ASIC demand from Bitcoin miners around the world remains strong, according to Global Unichip. The company is cautiously conservative regarding the Bitcoin business because predicting the size of the market depends very much on the price of the cryptocurrency, the company says. A steep plunge in prices could end the Bitcoin-mining business.
“In China, the mining cost for one Bitcoin is around $2,000 to $3,000,” says GUC investor relations project manager Nicole Chan. As long as the value of Bitcoin remains above that cost threshold, the mining business will continue.
A number of GUC’s Bitcoin customers have increased business from last year, according to Chan. The largest of GUC’s customers in the mining business is Bitmain.
“Even though they are the leader in this market, they still want to migrate to more advanced technology,” Chan says.
Global Unichip said it has recently met some Russian companies that aim to make Bitcoin-mining equipment even though the Russian government has banned the business domestically. While China has halted domestic Bitcoin trading, most of the world’s companies making Bitcoin-mining equipment are Chinese.
GUC says it has so much experience with Bitcoin designs that the company has created a standard operating procedure, shortening the lead time. With a netlist, GUC says it can evaluate performance very quickly. The company will sometimes screen out potential customers that lack advanced technology or sound financial information.
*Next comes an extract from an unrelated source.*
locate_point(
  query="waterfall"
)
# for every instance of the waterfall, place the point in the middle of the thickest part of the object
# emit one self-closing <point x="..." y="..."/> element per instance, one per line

“We will evaluate the efficiency of their design,” says Chan. “The efficiency of the Bitmain chip is a good benchmark for us.”
GUC’s Lewis Chu is the key person in charge of screening proposals from potential clients. “Every year, we can do about 30 NTOs (new tape outs),” Chu says. “In the future, 7nm will need more resources.” The demand on internal resources will increase by as much as ten times compared with a 28nm design.”
That’s just one of the reasons why GUC’s headcount is increasing by 20 percent this year compared with a more normal increase of 3-5 percent in past years. The company has had difficulty finding qualified personnel in Taiwan, but after opening an office in Nanjing, China, in August last year, GUC has been hiring more people there. Seed engineers from Taiwan are helping bring the new hires in Nanjing up to speed.
GUC sees AI becoming a new growth driver. The company says most of that business is at the NRE stage and hasn’t yet been recognized as income. GUC divides its AI applications into three segments: training, inference and edge computing.
Customers are primarily from the U.S., Europe and China. Most of the U.S. demand is for training products, while most of the Chinese demand is for inference, according to GUC.
At this point, GPUs still have the lion’s share of the AI business, Chu says, but he expects the ASIC segment to grow quickly in the future.
Investing in an ASIC still isn’t for the faint of heart. AI needs advanced technology, but the NREs at the advanced nodes cost two to three times those at legacy nodes like 28nm, Chu notes.
GUC did its first 7nm design last year and expects to do two or three more this year. Another two to three potential customers at the 7nm node are under engagement, according to GUC.
— Alan Patterson covers the semiconductor industry for EE Times. He is based in Taiwan.